# README
indexsplit
indexsplit
quickly generates evenly sized (by amount of data) regions across
a cohort. It does this by reading the bam (or cram) index and using the file offsets as proxies
for the amount of data. It sums the values in these bins across all samples. This gives a good
estimate for actual reads in the region but without having to parse the bam file.
The result is a bed file with an additional column indicating the (scaled) size of data in these region across all samples. The numbers in that column will be fairly even except at the ends offsets chromosomes or for small chromosomes.
A common use of this will be to generate regions to be used to parallelize variant-calling fairly
by splitting in to N
regions with approximately equal amounts of data across the cohort.

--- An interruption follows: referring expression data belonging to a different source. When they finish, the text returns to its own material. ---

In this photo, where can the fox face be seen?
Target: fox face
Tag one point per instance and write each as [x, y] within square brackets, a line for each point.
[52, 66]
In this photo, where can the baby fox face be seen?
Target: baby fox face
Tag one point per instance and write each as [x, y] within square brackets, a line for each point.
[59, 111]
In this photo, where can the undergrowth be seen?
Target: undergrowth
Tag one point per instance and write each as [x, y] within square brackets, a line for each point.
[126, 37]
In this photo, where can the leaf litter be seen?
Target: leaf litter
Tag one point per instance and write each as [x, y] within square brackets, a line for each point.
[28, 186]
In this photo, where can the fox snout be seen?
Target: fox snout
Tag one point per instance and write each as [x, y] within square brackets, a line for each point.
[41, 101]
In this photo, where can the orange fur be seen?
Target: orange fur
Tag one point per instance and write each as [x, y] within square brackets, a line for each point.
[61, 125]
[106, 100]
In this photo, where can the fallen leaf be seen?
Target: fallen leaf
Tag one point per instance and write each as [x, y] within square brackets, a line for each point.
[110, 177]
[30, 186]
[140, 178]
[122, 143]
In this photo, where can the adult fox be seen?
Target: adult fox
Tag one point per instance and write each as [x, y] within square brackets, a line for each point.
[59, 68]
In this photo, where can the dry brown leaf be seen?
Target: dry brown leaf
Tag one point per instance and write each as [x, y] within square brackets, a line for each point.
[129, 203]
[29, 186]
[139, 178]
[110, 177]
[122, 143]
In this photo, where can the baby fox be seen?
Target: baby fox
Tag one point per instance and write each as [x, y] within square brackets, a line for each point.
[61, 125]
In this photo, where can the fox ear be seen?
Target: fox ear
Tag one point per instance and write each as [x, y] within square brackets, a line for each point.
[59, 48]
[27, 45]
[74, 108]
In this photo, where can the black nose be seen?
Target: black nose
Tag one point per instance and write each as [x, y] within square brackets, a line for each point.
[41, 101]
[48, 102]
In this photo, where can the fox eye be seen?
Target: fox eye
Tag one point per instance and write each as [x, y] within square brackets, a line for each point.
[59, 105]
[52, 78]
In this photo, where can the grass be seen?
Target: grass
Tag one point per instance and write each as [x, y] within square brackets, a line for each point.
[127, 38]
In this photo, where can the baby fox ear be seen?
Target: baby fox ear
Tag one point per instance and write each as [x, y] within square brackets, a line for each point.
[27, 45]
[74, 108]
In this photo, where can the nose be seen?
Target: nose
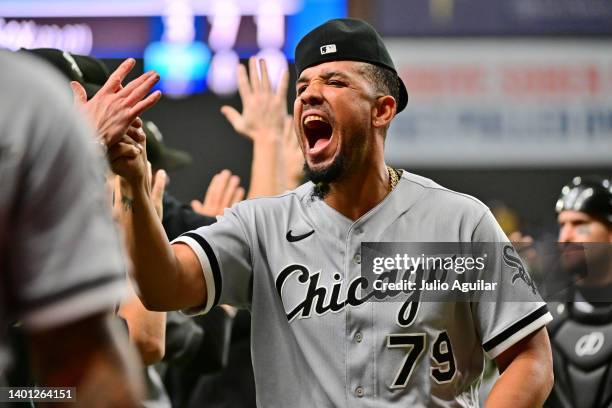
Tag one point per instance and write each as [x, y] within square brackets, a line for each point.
[312, 94]
[566, 234]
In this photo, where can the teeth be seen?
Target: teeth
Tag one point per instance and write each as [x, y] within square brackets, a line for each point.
[311, 118]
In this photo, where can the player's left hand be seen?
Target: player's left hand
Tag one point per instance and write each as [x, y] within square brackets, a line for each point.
[115, 107]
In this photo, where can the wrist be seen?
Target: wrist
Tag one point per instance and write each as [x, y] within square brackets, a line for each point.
[266, 138]
[134, 185]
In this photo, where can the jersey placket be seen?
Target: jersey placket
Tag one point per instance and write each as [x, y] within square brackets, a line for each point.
[360, 332]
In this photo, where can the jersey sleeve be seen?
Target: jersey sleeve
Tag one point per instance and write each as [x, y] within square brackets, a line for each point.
[514, 309]
[65, 257]
[224, 252]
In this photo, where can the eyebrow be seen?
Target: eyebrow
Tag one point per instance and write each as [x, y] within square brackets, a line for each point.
[325, 75]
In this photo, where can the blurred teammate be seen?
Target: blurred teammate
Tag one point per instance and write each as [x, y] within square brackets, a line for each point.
[63, 272]
[581, 333]
[294, 259]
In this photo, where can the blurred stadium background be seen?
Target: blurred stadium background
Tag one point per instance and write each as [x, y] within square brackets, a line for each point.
[508, 98]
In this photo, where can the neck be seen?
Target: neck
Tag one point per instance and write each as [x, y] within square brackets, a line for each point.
[359, 191]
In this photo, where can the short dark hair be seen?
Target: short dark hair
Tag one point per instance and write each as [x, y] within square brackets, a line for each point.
[385, 81]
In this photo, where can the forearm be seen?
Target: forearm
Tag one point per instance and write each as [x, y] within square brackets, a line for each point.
[266, 171]
[525, 383]
[155, 267]
[147, 329]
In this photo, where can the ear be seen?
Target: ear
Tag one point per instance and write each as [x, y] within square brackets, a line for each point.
[384, 111]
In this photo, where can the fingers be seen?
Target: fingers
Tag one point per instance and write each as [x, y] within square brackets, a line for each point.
[79, 95]
[159, 185]
[230, 190]
[253, 76]
[233, 117]
[116, 78]
[137, 92]
[265, 78]
[244, 88]
[196, 206]
[145, 104]
[136, 134]
[123, 150]
[137, 123]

On a modest laptop with an SSD, indexsplit
can generate even-coverage regions in ~4 seconds for 45 bams.
The time is independent of the number of regions.
When a single 16KB chunk will has more data than the determined chunk size, indexsplit
will output
sub-regions of that chunk even though it doesn't know the exact placement of the data within it.
Usage
goleft indexsplit -N 5000 /path/to/*.bam > regions.bed
If you want to do this from CRAM files send the .crai files and a fasta index via
the --fai
:
goleft indexsplit -N 8000 --fai reference.fa.fai /path/to/*.crai > regions.bed
The user is responsible for ensuring that the crai chromosome order matches the .fai order (this will be the case if the fasta was the same as used in alignment).